The Immediate Impact and Fear of the Bondi Attack Is Transitioning to Anger and Division. We Must Look For the Light.
As Australia winds down for a customary Christmas holiday during languorous days of coast and blistering heat set to the background of sporting matches and cicada song, this year the country’s summer atmosphere feels, unfortunately, like none before.
It would be a significant oversimplification to describe the national temperament after the anti-Jewish violent assault on Jewish Australians during Bondi Hanukah festivities as one of mere discontent.
Throughout the country, but especially than in Sydney – the most postcard picturesque of Australian cities – a tenor of initial surprise, grief and horror is segueing to anger and bitter division.
Those who had not picked up on the frequently expressed fears of the Jewish community are now highly attuned. Just as, they are sensitive to balancing the need for a much more immediate, energetic official crackdown against antisemitism with the freedom to demonstrate against mass atrocities.
If ever there was a moment for a national listening, it is now, when our belief in humanity is so deeply diminished. This is especially so for those of us fortunate enough never to have endured the animosity and dread of religious and ethnic targeting on this continent or anywhere else.
And yet the algorithms keep spewing at us the banal hot takes of those with blistering, divisive stances but little understanding at all of that profound vulnerability.
This is a time when I lament not having a stronger faith. I lament, because believing in people – in mankind’s capacity for compassion – has failed us so painfully. A different source, a greater power, is required.
And yet from the horror of Bondi we have witnessed such profound instances of human decency. The heroism of individuals. The bravery of those present. First responders – law enforcement and medical staff, those who charged into the danger to aid fellow humans, some recognised but for the most part unnamed and unsung.
When the police tape still waved wildly all about Bondi, the necessity of community, faith-based and cultural unity was laudably championed by religious figures. It was a call of compassion and tolerance – of bringing together rather than splitting apart in a time of antisemitic slaughter.
Consistent with the meaning of the Festival of Lights (light amid gloom), there was so much fitting reference of the need for hope.
Togetherness, hope and love was the message of faith.
‘Our public places may not look quite the same again.’
And yet segments of the Australian polity responded so disgustingly quickly with fragmentation, blame and accusation.
Some politicians gravitated straight for the darkness, using the atrocity as a cynical chance to challenge Australia’s immigration policies.
Observe the harmful message of division from longstanding agitators of Australian racial division, exploiting the massacre before the crime scene was even cold.
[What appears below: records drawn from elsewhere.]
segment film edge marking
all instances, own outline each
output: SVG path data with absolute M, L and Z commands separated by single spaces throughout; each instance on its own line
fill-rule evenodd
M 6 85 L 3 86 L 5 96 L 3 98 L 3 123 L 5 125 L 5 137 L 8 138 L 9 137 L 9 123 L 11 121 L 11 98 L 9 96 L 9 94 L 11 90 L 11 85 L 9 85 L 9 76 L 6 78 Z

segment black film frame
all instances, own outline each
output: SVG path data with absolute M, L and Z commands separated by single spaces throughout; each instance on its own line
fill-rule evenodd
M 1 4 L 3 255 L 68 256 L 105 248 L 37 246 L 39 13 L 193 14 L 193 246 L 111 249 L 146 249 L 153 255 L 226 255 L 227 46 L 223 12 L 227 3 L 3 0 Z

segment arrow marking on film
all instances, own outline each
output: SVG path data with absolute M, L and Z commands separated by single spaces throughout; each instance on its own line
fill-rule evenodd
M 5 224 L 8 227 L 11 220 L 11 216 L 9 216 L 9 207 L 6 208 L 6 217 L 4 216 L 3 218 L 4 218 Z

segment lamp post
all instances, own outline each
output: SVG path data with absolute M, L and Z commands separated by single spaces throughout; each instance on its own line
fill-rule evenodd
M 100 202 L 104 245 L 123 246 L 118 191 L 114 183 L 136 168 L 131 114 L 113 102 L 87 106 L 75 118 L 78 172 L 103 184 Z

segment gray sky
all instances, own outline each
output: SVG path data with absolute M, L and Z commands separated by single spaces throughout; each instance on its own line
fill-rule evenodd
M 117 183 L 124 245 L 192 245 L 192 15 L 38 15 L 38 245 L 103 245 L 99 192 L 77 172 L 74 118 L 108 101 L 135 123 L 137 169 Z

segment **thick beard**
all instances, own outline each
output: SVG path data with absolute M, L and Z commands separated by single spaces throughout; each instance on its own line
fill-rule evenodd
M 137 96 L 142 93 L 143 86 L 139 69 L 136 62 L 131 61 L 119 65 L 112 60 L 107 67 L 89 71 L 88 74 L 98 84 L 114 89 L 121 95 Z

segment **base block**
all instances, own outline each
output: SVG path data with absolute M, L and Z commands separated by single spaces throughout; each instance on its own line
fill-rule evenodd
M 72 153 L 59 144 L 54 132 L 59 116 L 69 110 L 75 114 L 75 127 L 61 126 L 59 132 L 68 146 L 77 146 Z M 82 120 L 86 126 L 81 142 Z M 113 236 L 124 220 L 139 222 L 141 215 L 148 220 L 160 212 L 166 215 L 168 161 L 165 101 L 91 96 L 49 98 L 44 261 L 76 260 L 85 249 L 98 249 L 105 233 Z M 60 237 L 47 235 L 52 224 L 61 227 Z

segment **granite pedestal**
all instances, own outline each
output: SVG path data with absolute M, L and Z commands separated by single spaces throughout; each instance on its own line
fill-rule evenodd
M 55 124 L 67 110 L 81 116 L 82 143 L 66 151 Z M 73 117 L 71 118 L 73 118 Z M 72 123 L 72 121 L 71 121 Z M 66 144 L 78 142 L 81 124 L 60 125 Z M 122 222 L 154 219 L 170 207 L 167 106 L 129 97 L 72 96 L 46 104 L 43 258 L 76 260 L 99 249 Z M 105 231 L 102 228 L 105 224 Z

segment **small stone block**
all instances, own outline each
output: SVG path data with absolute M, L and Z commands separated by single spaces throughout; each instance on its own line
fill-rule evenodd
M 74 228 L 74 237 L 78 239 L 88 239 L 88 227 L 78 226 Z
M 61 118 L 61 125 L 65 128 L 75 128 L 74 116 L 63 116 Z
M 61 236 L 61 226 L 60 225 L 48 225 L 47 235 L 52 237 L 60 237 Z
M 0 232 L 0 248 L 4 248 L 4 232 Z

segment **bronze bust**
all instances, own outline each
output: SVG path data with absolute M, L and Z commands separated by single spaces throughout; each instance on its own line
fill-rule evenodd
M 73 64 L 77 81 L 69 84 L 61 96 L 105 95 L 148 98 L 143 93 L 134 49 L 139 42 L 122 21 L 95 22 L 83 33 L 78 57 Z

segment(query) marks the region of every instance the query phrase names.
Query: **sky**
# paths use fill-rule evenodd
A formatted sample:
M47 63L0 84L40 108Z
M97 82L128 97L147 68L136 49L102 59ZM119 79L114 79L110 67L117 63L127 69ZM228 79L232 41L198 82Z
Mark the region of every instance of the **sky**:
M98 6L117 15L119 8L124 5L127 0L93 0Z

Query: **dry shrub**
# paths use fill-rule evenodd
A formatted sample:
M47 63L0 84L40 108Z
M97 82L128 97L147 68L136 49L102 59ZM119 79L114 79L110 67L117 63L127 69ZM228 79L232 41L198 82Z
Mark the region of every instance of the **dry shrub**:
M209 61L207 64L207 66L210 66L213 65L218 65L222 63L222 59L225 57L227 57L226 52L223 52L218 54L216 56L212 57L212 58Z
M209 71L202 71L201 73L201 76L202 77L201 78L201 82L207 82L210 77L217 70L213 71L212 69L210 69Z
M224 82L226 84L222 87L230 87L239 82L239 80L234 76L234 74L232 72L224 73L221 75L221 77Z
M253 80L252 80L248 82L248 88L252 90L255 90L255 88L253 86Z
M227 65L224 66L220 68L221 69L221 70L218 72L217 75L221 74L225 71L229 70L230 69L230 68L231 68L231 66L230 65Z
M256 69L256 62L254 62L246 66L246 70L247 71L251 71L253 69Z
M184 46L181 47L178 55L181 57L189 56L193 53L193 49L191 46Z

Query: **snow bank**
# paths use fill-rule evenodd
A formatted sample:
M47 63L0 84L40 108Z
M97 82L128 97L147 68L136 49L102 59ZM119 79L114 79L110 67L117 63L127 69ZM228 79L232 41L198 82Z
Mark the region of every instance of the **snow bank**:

Then consider the statements of political figures while the investigation was still active.
Government has a formidable job to do when it comes to bringing together a nation that is mourning and frightened and looking for the light and, not least, explanations to so many questions.
Like why, when the official terror alert was assessed as likely, did such a large open-air Hanukah celebration go ahead with such a grossly inadequate security presence? Like how could the accused attackers have multiple firearms in the residence when the security agency has so publicly and repeatedly alerted of the danger of antisemitic violence?
How quickly we were subjected to that cliched line (or versions of it) that it’s people not guns that cause death. Naturally, each point are true. It’s possible to at the same time seek new ways to prevent violent bigotry and prevent firearms away from its potential perpetrators.
In this metropolis of profound beauty, of clear blue heavens above sea and shore, the ocean and the beaches – our communal areas – may not look entirely familiar again to the many who’ve noted that iconic Bondi seems so incongruous with last weekend’s horrific bloodshed.
We long right now for comprehension and significance, for loved ones, and perhaps for the solace of beauty in culture or nature.
This weekend many Australians are calling off Christmas party plans. Quiet contemplation will feel more in order.
But this is perhaps somewhat counterintuitive. For in these days of fear, anger, melancholy, bewilderment and grief we require each other more than ever.
The reassurance of togetherness – the binding force of the unity in the very word – is what we probably need most.
But tragically, all of the portents are that unity in politics and society will be hard to find this extended, draining summer.